Romestro purchased a horse and cart. He clothed the boy in plain clothes, arming him also with a stiletto dagger, for the streets of the capital had become unsafe since the Dolan housefall. While being feed at an inn, Khamal burned his lips on the first bowl of soup he had ever tasted. Then, he smiled through his quick tears upon hearing a minstrel’s fingers dance upon a lute for the first time. Without permission or apology, newly-named Khamal left the table and stood before the lute’s music and its grinning player. He listened, amazed. Reaching out, Khamal touched the lute, wondering if his fingers could also make such a sound, such magic.
The minstrel, much to the joy of the other patrons, let the astounded boy pluck the strings. Khamal’s eyes and mouth widened, as all children do they first time they birth music into the world. At the ringing of the notes and the giggling of onlookers, Khamal turned to look back at Romestro.
The old man was smiling a victorious smile.

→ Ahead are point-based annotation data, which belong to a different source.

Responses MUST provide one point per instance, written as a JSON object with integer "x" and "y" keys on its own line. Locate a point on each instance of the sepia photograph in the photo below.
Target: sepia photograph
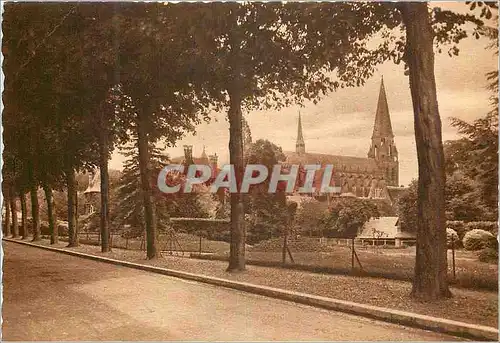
{"x": 249, "y": 171}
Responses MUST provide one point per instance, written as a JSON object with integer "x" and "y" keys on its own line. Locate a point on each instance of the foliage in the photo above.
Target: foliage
{"x": 478, "y": 239}
{"x": 127, "y": 208}
{"x": 488, "y": 255}
{"x": 491, "y": 227}
{"x": 452, "y": 239}
{"x": 310, "y": 217}
{"x": 463, "y": 201}
{"x": 406, "y": 206}
{"x": 267, "y": 213}
{"x": 347, "y": 216}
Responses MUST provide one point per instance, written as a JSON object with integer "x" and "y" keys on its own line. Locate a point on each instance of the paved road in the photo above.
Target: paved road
{"x": 51, "y": 296}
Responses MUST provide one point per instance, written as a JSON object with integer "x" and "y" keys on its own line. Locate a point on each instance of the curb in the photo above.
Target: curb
{"x": 446, "y": 326}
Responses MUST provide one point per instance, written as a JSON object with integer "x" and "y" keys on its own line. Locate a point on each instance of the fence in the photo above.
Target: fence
{"x": 325, "y": 255}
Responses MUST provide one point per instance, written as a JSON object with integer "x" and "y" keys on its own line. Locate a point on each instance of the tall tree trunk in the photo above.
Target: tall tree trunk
{"x": 24, "y": 215}
{"x": 13, "y": 210}
{"x": 72, "y": 208}
{"x": 35, "y": 214}
{"x": 149, "y": 208}
{"x": 51, "y": 214}
{"x": 238, "y": 233}
{"x": 103, "y": 164}
{"x": 430, "y": 281}
{"x": 6, "y": 224}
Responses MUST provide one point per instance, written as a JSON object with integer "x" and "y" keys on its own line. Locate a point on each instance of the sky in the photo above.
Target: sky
{"x": 342, "y": 122}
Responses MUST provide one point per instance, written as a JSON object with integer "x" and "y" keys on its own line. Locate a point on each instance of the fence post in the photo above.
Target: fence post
{"x": 352, "y": 254}
{"x": 453, "y": 255}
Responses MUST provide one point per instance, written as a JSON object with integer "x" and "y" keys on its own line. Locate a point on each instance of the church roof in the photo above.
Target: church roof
{"x": 341, "y": 163}
{"x": 382, "y": 126}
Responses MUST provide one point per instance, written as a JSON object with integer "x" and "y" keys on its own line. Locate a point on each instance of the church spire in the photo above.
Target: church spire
{"x": 382, "y": 126}
{"x": 383, "y": 148}
{"x": 300, "y": 146}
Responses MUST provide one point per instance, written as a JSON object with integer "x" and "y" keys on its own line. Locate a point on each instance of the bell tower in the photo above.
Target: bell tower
{"x": 383, "y": 148}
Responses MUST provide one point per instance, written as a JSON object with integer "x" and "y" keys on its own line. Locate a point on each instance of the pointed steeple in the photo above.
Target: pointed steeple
{"x": 300, "y": 146}
{"x": 382, "y": 126}
{"x": 204, "y": 157}
{"x": 383, "y": 148}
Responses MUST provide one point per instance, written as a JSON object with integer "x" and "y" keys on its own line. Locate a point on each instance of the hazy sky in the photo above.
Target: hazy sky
{"x": 342, "y": 122}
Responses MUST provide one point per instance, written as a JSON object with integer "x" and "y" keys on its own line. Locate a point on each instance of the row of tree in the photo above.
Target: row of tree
{"x": 85, "y": 77}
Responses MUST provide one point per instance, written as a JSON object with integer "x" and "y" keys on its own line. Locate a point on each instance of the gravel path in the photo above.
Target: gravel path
{"x": 478, "y": 307}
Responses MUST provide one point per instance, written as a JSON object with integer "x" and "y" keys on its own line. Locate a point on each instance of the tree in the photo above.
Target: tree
{"x": 430, "y": 281}
{"x": 310, "y": 216}
{"x": 407, "y": 207}
{"x": 268, "y": 56}
{"x": 348, "y": 215}
{"x": 267, "y": 211}
{"x": 129, "y": 207}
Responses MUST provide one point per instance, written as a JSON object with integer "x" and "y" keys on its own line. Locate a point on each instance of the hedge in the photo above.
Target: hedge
{"x": 479, "y": 239}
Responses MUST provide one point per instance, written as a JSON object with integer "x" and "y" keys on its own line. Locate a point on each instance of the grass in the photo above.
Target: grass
{"x": 310, "y": 255}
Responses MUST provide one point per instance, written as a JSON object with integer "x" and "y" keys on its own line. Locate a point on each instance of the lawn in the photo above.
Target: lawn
{"x": 472, "y": 306}
{"x": 310, "y": 255}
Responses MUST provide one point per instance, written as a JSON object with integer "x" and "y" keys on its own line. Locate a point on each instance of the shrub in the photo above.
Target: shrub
{"x": 491, "y": 227}
{"x": 452, "y": 238}
{"x": 458, "y": 226}
{"x": 478, "y": 239}
{"x": 488, "y": 255}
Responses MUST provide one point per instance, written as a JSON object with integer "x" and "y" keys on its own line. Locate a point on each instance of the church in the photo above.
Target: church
{"x": 375, "y": 176}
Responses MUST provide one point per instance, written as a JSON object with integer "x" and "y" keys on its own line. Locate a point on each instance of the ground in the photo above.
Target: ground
{"x": 52, "y": 296}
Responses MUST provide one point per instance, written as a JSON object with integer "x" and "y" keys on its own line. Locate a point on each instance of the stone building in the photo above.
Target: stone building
{"x": 375, "y": 176}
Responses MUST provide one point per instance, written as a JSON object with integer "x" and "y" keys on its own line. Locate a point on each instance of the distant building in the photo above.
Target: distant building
{"x": 385, "y": 231}
{"x": 375, "y": 176}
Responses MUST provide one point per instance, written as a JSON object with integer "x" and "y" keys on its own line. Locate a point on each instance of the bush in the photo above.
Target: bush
{"x": 458, "y": 226}
{"x": 452, "y": 238}
{"x": 478, "y": 239}
{"x": 488, "y": 255}
{"x": 491, "y": 227}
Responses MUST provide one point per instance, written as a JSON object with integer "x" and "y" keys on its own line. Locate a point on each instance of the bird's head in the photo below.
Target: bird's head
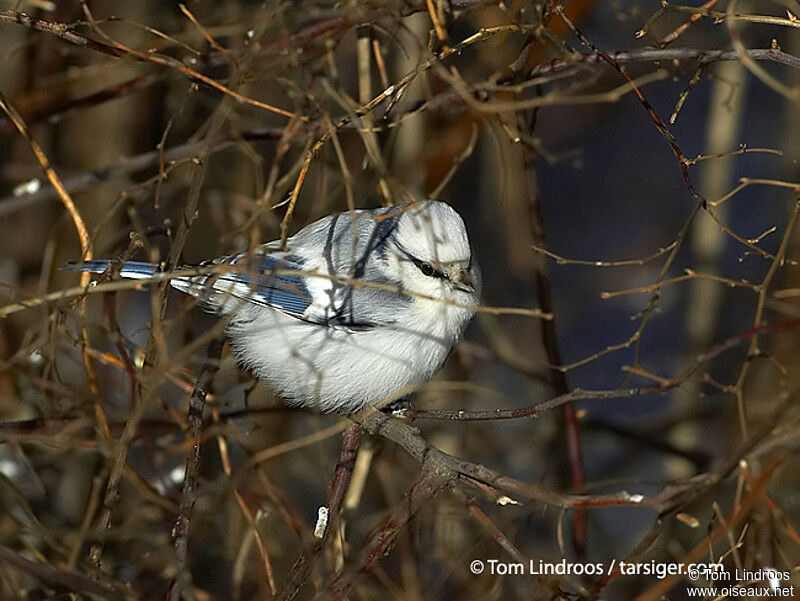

Romestro had a tray of cold meats, hard cheese, and honey bread brought to their room. The boy ate himself into exhaustion. Romestro himself did not eat, but only watched. When the time came for bed, the old man lay on the floor while the child was given the room’s single goose feather matress. Romestro was very old and had grown beyond want of sleep, so he fed the fire with cylinders of wood, bright and hot to ensure the cold never reached beyond the room’s threshold. He watched the boy sleep and dream.
Khamal, in the throws of his dreaming, turned over. Over the boy’s shoulder Romestro saw the little stiletto knife on the bedside table. The old man let out a long sigh and rose. He went to the table and curled his fingers around the hilt. And gently, he turned the little boy so that Khamal lay on his back. The child slept, his chest rising and falling. The old man watched him for a short time, considering.
Romestro opened the boys hand, careful not to wake him, and placed the knife in his little fingers. Reflexively, the hand curled around the scabbard.
“Sleep deeply, my little prince,” said Romestro to dreaming Khamal. “For we have many miles to go, and most all of them to unsafe places.”